Dad recalls 'help me' pleas before 'badly burnt' neighbour pulled from blast wreckage in Park End

One of the first people at the scene of a huge blast in Middlesbrough has told how he fought back the tears looking at the ‘badly burnt’ man who was pulled from the wreckage.

Neighbour Oluwafemi Tope was one of the first people at the scene in the immediate aftermath of the explosion on Kirkland Walk, near Frampton Green, in Park End, which has left a 57-year-old man in hospital with "serious burn injuries". He heard his neighbour shout 'help me, help me' and directed search efforts before the injured man was pulled from the remains of the semi-detached home.

The dad-of-three told Teesside Live how he fought back the tears after witnessing - what he could only describe as 'scenes from a movie' - outside of his rented home in Middlesbrough. The 42-year-old said his semi-detached home "shook" after what he thought was a "bomb explosion" or a “serious tremor”.

After running downstairs to check on his elderly neighbour, the destruction unfolded before his eyes. Speaking less than 24 hours after the "crazy" explosion, he recalled what happened and said he is only now "settling down from the trauma".

Oluwafemi, who was working from home at the time of the blast, said: "I heard a bomb explosion, I thought it was my house collapsing from the ground up or was it an accident. I thought there was construction work going on somewhere.

“I peeped from my window and heard ‘help me, help me’ - a faint [voice]. My initial thought was my immediate next door neighbour, I rushed downstairs to see her as she is an elderly woman. When I came out I saw a fire on the house. I saw people coming out already. I saw some of the construction guys [at the scene of the explosion].

“Everyone was just looking bewildered, everyone was just taken back by the incident. I told them I heard ‘help me, help me’ so there might be someone inside. They were shouting ‘is anyone inside, is anyone inside’. I told them there must be someone in there. I definitely heard someone shouting’.

“Three guys moved closer but we were all afraid because if it was a gas explosion there could be another explosion. Again we don’t want to risk just leaving someone in there. We moved closer and one of the three guys was shouting ‘is anyone in there?’ Then he mumbled something so we knew someone was inside. The guy went in further and just helped him up.

“Luckily he wasn't deep in the rubble, he was quite close. I think the impact of the explosion almost threw him out of the house. The bricks from the house were all over the field - it was a very serious impact."

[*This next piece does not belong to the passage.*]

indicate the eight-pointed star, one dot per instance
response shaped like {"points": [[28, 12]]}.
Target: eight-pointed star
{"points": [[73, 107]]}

The dad then recalled how other neighbours helped before the huge 999 response. "I believe he suffered a high degree of burns on his face, his hands, his neck," he added. "I think he was wearing a jacket - the jacket was already burnt - but luckily he had another layer underneath.

“We asked some of the ladies from across the road to help us with wet towels so they were put on his head. While we were doing that a lot of other people rang the ambulance, police, and fire.”

The dad described the emergency service response as “pretty fast”, along with people from across the estate coming from their homes with first aid kits, as well as a James Cook University Hospital worker, who is believed to be a nurse, who joined in efforts to help the injured man. Oluwafemi described the scenes, including the man’s injuries, before he was given first aid on the grassed area before he was transported into an ambulance then onto Newcastle’s Royal Victoria Infirmary.

Cleveland Police, the Great North Air Ambulance Service (GNAAS), Cleveland Fire Brigade and the North East Ambulance Service (NEAS) were all called to the scene on Tuesday and remained whilst investigations were carried out. Twelve homes were evacuated, including Oluwafemi's property, as the Kirkland Walk property has been completely destroyed with partial structures now remaining.

“It was just one second, it was just a boom,” he said. “I’ve never experienced an earthquake but I expect that is what it would be like.” He added that his family was allowed back into their home on Tuesday evening once investigations had been carried out. However, his next door neighbour has not been allowed back in her home due to the damage.

“I couldn’t imagine the trauma they have,” he added, speaking about the neighbours who are directly next to the wreckage.

“Our thoughts and prayers are with him," Oluwafemi said. "The degree of the burns was bad. He was terribly burnt. I’ve seen stuff like that in movies. I’ve seen people who have been burnt in hospitals, when they have been bandaged, but not seen it physically.

'I struggled to hold back tears'

"It was scary. I struggled to hold back tears. If I was a family member I couldn’t stand to see that. I sincerely hope that he recovers.”

He added: ”It was crazy. I’m just settling down now from the trauma myself. I wasn’t expecting that. I watch it in movies and when you hear bomb sounds, I’ve never experienced anything close to that. It shook that was why I thought it was my house collapsing. The house practically shook."

The dad also spoke of his relief that his children were at school when the blast happened at 12.40pm. He explained: "I’m happy the explosion didn’t happen after school hours because my children, and other children, ride bicycles around after school. When you look at the impact of the bricks, the bricks were shattered all over the field and into the road. Who knows if it was after school and children were playing it might be fatal to be honest because of the impact.”